Guillaume Plessard, the new seigneur, undertook important work after 1612, adding a dovecoier of 1,595 bolts, a new pavilion to scauguette, and modernizing the windows with shingles and frontons. These developments, typical of the early seventeenth century, marked his seigneurial authority. The mansion then passed by alliances and inheritances to the Marcade families, Osbert, then Turgot, before being sold in 1809 to Louis Henri de Chivré. In the 19th century, it became a farm leased to farmers, such as the Coupey or Taillefesse families, while maintaining its status as a historic monument.

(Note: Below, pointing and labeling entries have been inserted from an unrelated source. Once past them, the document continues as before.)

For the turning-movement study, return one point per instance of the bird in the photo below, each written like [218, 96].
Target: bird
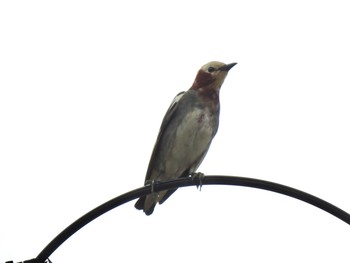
[186, 132]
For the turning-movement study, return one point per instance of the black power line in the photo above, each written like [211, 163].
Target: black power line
[178, 183]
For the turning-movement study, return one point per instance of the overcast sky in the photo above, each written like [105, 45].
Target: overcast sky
[84, 86]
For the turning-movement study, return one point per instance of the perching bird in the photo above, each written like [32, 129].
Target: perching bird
[187, 130]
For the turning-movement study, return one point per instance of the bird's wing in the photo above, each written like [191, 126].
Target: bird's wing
[167, 119]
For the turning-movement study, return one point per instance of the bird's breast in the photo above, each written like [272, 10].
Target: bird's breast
[195, 132]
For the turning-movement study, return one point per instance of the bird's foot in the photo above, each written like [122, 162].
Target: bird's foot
[200, 177]
[153, 184]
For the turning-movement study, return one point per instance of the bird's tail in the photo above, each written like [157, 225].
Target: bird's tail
[148, 203]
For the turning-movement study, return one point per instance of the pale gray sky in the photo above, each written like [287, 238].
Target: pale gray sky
[85, 84]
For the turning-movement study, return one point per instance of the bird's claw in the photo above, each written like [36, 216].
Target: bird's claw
[200, 177]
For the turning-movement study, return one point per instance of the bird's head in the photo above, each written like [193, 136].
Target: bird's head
[211, 76]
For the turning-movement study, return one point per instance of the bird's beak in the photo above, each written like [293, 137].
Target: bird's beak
[228, 66]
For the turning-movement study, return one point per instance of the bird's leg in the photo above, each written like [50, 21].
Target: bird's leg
[200, 177]
[155, 194]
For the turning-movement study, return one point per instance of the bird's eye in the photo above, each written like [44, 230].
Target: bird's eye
[211, 69]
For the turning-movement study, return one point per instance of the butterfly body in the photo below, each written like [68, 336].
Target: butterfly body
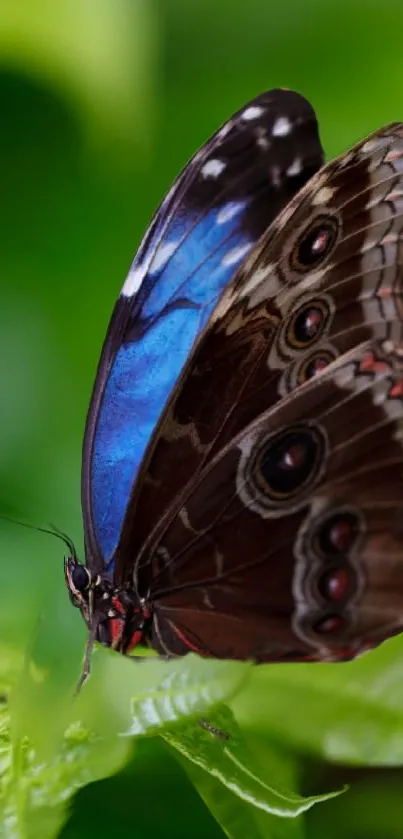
[242, 468]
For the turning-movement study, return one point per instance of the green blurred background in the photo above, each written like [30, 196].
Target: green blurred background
[102, 102]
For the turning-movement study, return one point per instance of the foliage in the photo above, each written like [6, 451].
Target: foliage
[102, 103]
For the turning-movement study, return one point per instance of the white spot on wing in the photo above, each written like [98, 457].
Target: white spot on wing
[213, 168]
[253, 112]
[164, 252]
[323, 195]
[228, 211]
[295, 168]
[235, 255]
[133, 280]
[281, 127]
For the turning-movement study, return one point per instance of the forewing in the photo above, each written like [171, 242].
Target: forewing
[324, 278]
[220, 205]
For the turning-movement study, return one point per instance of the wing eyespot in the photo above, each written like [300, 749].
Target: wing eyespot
[315, 243]
[289, 462]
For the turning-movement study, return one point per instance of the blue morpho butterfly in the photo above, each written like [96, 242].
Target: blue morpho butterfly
[242, 477]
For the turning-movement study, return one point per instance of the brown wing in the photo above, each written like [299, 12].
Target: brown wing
[290, 543]
[325, 277]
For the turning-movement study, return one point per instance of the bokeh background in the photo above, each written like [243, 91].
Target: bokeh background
[102, 102]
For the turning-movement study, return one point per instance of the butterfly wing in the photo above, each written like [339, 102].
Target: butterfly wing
[326, 276]
[217, 209]
[290, 542]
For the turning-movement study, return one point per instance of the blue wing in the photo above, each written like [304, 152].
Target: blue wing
[218, 208]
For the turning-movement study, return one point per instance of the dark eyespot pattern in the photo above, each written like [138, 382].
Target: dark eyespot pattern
[290, 460]
[335, 584]
[313, 365]
[308, 323]
[338, 533]
[80, 577]
[315, 243]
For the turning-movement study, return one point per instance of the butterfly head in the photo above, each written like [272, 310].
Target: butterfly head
[115, 617]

During the Second World War (1943-1944), the mansion was requisitioned by the German occupant as a supply depot, sheltering bread ovens producing 4,000 daily balls and flour stocks. After the war, he inspired works of fiction, such as the novel Un Bénédictin by Aristide Frémine (1837-1887) and served as a stage for the telefilm La Comete (1996). Today, the ensemble, classified and inscribed in historical monuments (1954 and 1993), illustrates the architectural evolution of a Norman seigneury, from the 14th to the 17th centuries, with its moat, its interior wash, and its terraced gardens.

The building is characterized by a square plan lined with moat, accessible by a dormant bridge replacing the old drawbridge. The seigneurial house, renovated in the 17th century, preserves monumental chimneys, woodwork and shale paving. The northwestern turret houses an octagonal washer fed by a spring, while the two dovecotes (one of which is 1,595 bolts) bear witness to the seigneurial prestige. The access avenues and gardens, structured in terraces, complete this remarkable ensemble, representative of the fortified manor houses of the Cotentin.